La RATP tient beaucoup à la publicité. Et à quelques mois de la présidentielle, encore plus à ménager ses arrières.
S'il est une chose avec laquelle on ne plaisante pas à la RATP, c'est la publicité. Parce qu'elle le jure devant tous ses dieux, la publicité, c'est ce qui permet au métro de Paris de rouler sans facturer des sommes indécentes à ses usagers (voir cet article pour juger du bien-fondé de cette affirmation).
Alors la RATP, d'habitude, sur la publicité, elle n'est pas trop regardante. Laetitia Casta s'affiche en vertical et en horizontal depuis des années dans les couloirs, les quais regorgent d'appels à découvrir comment les nains zoophiles ont pris la greffe de nouveaux implants mammaires sur la personne de Loana dans l'entrevue de la semaine.
Mais quand Télérama veut s'afficher dans les couloirs du métro pour lancer sa nouvelle formule, là, à la RATP, on trouve que trop, c'est trop. A l'instar de l'année dernière, lorsqu'elle avait refusé de voir deux homosexuels s'afficher dans ses emplacements publicitaires (source), la société Métrobus a choisi de ne pas afficher des affiches jugées trop "tendancieuses".
Sur les affiches en question, on peut lire : "Dimanche 15 janvier, Vivement Dimanche. Nicolas Sarkozy devrait faire attention. C'est déjà la 3e fois qu'il invite Michel Drucker dans son émission" (source Le Blog Médias).
Côté Métrobus, on revendique la nécessaire neutralité politique pour expliquer cette interdiction de s'afficher dans le métro. Côté Télérama, on comprend "le rejet de l'affiche, tout en affirmant que l'objet de la campagne n'était pas d’être politique mais de « réaffirmer le rôle critique de Télérama »" (cité dans Le Blog Médias).
Mais quelles que soient les raisons du refus, pas de souci à se faire pour Métrobus, filiale de Publicis : ils sont en fait totalement d'accord avec Télérama, et ils le disent eux-mêmes, " Avec un taux de couverture de la population de plus de 15 ans des agglomérations qui se situe aux alentours des 90 % sur 7 jours, et ce quelle que soit l'agglomération étudiée, c’est l'intensité de la répétition qui fait la différence"... Comme Sarkozy chez Drucker, finalement.

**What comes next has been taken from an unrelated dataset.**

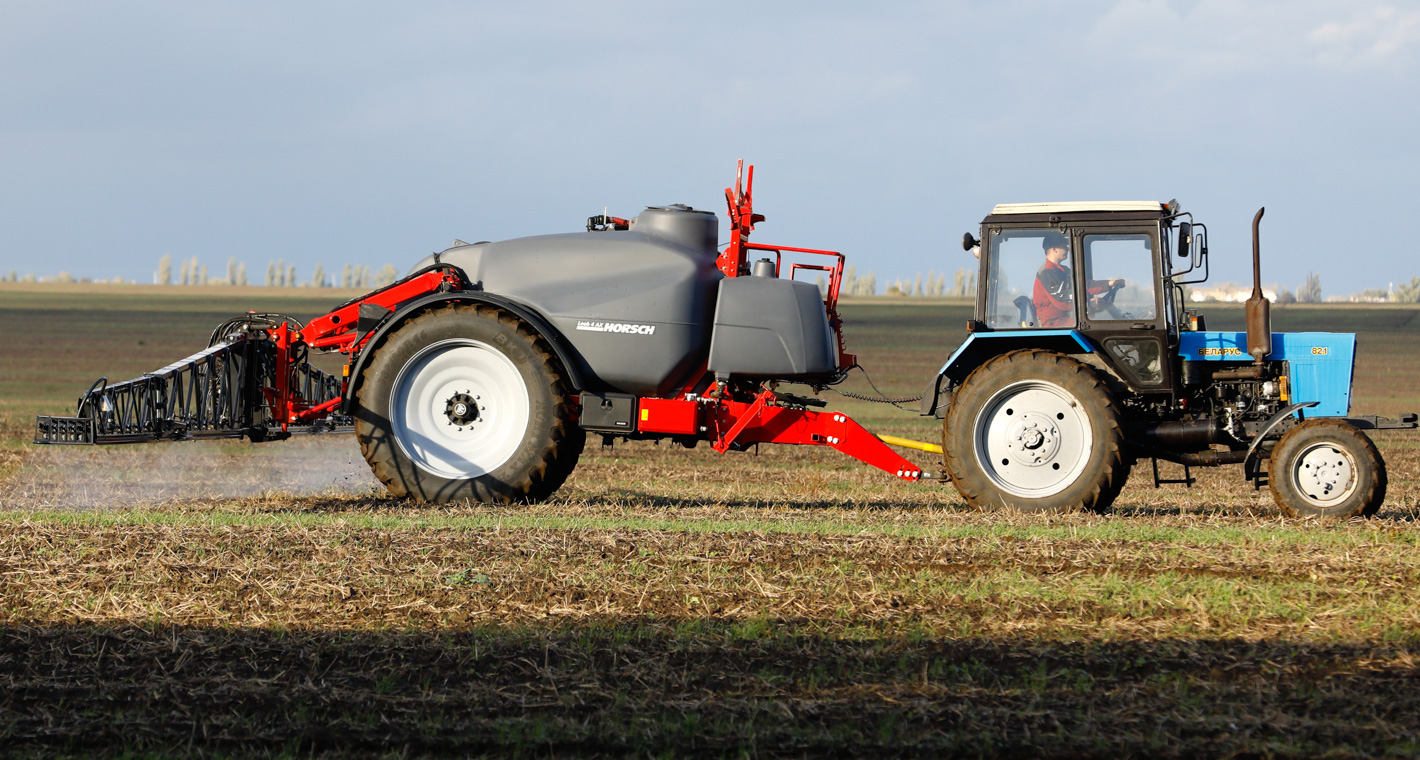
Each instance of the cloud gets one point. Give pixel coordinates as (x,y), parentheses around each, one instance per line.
(1376,36)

Septembre 2006 : TF1 lance la publicité en direct, sans se rendre compte que c'est déjà ce qu'elle faisait depuis longtemps.
Ca n'a peut-être l'air de rien, mais outre avoir banalisé le fait de vendre de la soupe musicale pendant des spots de pub de 3h animés par un vrai présentateur grec, la Star Academy innove encore plus dans l'art d'utiliser au mieux le temps de cerveau disponible des spectateurs de la première chaîne.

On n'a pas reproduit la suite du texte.